Q: What have you been reading recently?

A: I enjoy reading books about American history. I also have read everything that Jacque Ellul has ever written.

Q: When you get home from work, what do you look forward to doing?

A: The farm keeps me busy, it’s hard work but good work. I also love to travel and make five to six international trips a year to serve the persecuted church.

Q: Who are your role models?

A: Jim Cook was the pastor at International Baptist Church in Honolulu, Hawaii, and I was one of his “preacher boys” in my teen years. When I got to Biola, my Greek professor, Dr. Sturz, was definitely one of my role models. My Basel professor, Bo Reicke, was my “Doctor Father” and had a huge impact on my life.

Q: What has God been teaching you lately?

A: Ever since losing Becky to cancer, the Lord’s been teaching me to not complain about what I don’t have and to be thankful for what I do have. He’s also been teaching me that grief has a beginning, middle and end.

Q: Where are some of your former students?

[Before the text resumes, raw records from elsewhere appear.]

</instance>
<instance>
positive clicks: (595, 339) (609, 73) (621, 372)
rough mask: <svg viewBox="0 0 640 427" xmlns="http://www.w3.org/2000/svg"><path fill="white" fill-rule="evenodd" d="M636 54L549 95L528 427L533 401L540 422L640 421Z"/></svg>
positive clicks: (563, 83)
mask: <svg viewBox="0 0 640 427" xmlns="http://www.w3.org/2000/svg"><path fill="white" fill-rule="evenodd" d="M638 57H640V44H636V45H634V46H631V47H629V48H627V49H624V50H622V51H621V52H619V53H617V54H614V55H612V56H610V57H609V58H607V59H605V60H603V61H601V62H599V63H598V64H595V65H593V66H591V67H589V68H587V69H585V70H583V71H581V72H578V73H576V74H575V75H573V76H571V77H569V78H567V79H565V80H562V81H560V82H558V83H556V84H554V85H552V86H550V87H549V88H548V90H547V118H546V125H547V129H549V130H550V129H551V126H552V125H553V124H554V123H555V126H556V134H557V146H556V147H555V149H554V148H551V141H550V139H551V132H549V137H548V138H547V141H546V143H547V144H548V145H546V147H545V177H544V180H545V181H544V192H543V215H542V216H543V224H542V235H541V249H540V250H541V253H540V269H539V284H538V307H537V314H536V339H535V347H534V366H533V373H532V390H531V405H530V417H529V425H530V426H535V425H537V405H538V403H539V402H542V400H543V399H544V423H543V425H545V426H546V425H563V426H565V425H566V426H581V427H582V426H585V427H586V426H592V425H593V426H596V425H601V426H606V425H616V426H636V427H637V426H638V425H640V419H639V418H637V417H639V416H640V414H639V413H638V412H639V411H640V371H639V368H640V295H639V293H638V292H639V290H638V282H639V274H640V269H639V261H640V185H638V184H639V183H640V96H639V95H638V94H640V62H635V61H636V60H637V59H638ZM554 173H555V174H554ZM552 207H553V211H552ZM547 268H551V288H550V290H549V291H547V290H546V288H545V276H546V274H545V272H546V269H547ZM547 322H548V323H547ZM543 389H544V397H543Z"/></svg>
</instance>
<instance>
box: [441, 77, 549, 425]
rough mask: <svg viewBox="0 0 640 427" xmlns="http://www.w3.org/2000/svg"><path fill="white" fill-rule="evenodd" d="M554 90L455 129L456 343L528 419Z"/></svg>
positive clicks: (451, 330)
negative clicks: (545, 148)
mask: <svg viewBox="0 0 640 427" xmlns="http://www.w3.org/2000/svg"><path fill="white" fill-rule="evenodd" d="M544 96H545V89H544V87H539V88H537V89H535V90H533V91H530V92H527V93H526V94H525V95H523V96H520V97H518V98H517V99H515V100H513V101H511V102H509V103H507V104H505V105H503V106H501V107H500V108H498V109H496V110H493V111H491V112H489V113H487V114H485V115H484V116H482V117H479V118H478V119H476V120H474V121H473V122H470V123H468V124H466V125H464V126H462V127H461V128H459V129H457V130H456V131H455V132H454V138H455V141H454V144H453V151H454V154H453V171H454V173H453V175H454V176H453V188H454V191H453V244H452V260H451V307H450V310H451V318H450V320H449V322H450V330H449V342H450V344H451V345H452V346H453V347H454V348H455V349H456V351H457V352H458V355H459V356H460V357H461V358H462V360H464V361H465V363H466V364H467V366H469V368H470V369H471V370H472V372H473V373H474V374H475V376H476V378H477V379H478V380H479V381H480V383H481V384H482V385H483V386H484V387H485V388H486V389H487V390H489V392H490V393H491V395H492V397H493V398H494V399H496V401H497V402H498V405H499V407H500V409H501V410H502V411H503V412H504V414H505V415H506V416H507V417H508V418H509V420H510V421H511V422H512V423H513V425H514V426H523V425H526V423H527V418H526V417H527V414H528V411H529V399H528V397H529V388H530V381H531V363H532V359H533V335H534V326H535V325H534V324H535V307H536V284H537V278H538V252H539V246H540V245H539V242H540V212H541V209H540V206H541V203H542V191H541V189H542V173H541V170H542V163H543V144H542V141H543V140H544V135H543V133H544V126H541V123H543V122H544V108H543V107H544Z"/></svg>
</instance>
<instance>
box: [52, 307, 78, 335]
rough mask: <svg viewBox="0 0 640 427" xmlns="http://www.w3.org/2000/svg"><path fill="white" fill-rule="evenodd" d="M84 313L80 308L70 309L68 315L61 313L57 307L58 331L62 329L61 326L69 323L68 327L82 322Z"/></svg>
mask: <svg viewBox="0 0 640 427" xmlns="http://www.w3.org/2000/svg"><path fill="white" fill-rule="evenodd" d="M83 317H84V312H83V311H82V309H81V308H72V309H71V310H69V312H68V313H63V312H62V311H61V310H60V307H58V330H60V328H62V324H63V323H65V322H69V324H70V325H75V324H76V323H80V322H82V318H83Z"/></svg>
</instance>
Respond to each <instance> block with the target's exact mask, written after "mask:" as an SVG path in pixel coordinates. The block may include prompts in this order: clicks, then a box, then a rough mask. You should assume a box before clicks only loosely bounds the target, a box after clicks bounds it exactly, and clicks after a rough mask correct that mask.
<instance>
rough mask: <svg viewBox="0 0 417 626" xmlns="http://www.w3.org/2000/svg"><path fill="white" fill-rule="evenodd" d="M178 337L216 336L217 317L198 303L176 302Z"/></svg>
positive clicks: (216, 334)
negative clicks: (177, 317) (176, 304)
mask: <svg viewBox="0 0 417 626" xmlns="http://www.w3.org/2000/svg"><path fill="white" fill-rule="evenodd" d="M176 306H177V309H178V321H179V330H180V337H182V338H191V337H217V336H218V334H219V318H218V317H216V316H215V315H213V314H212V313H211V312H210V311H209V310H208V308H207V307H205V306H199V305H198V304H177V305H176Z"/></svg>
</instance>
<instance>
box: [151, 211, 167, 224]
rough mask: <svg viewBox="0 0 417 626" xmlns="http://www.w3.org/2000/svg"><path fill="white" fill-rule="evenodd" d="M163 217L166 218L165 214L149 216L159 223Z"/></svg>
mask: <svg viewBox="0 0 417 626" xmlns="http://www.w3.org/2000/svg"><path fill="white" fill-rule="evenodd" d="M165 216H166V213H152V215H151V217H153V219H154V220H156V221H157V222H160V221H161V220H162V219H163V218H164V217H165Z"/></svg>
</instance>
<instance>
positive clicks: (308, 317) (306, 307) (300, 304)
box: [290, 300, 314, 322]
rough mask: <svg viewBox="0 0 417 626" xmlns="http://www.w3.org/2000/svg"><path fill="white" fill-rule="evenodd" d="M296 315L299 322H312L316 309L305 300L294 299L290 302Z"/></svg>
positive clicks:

A: One of them is currently the dean of a major West Coast seminary. Another is a professor of New Testament at Tyndale Seminary in Holland. One of them just got a job in Minnesota teaching at a Bible school. I’m grateful to God that I have former students in all sorts of roles all around the world.

Q: When a student completes your class, what do you want him or her to walk away with at the end of the semester?

A: I’m mostly asked to teach Greek. I tell my students that the biblical languages are probably the most important subjects they can study because they teach you how to think and not just what to think. I want my students to leave seminary not being just good Christians but obedient followers of the Lord Jesus.

Q: We always say that every classroom at SEBTS is a Great Commission classroom. What does that look like for your class?

A: I’m always hosting missionaries in our classrooms and sharing about my trips with the students. Sometimes when we’re going through the vocabulary we’ll talk about the words and how they affect how we live on mission. We’re always talking about the Great Commission!